Bathysphere - Legacy of Dives

Legacy of Dives

Although the technology of the Bathysphere was eventually rendered obsolete by more advanced diving vessels, Beebe and Barton's Bathysphere represented the first time that researchers attempted to observe deep-sea animals in their native environment, setting a precedent which many others would follow. Beebe's Bathysphere's dives also served as an inspiration for Jacques Piccard, the son of the balloonist Auguste Piccard, to perform his own record-setting descent in 1960 to a depth of seven miles using a self-powered submersible called a bathyscaphe. The Bathysphere itself served as a model for later submersibles such as the DSV Alvin.

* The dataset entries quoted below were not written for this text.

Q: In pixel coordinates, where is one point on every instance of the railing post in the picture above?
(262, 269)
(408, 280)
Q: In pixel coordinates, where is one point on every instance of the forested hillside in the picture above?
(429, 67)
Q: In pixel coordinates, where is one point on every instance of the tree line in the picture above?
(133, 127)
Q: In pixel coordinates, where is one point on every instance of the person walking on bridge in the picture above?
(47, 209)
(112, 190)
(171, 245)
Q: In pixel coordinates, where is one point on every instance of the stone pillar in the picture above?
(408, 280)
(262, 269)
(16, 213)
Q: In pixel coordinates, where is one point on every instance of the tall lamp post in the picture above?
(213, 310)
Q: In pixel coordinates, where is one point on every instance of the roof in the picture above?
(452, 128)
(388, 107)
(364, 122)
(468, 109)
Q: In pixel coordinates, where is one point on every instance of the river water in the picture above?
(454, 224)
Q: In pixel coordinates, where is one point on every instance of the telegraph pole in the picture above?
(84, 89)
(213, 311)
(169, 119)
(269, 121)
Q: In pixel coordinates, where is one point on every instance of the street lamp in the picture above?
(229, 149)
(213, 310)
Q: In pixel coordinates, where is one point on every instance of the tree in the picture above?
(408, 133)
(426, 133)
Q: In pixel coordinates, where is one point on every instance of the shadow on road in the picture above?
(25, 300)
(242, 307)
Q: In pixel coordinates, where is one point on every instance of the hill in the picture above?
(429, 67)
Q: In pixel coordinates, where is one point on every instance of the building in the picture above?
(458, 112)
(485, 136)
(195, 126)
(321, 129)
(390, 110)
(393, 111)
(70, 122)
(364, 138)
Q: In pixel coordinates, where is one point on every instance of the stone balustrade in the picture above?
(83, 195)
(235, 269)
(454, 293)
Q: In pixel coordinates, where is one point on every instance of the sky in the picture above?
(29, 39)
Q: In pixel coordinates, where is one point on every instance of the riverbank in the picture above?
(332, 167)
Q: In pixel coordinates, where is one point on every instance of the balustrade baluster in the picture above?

Beebe named several new species of deep-sea animals on the basis of observations he made during his Bathysphere dives, initiating a controversy which has never been completely resolved. The naming of a new species ordinarily requires obtaining and analyzing a type specimen, something which was obviously impossible from inside the Bathysphere. Some of Beebe's critics claimed that these fish were illusions resulting from condensation on the Bathysphere's window, or even that Beebe willfully made them up, although the latter would have been strongly at odds with Beebe's reputation as an honest and rigorous scientist. Barton, who was resentful that newspaper articles about his and Beebe's Bathysphere dives often failed to mention him, added to ichthyologists' skepticism by writing letters to newspapers that contained wildly inaccurate accounts of their observations. While many of Beebe's observations from the Bathysphere have since been confirmed by advances in undersea photography, it is unclear whether others fit the description of any known sea animal. One possibility is that although the animals described by Beebe indeed exist, so much remains to be discovered about life in the deep ocean that these animals still have yet to be seen by anyone other than him.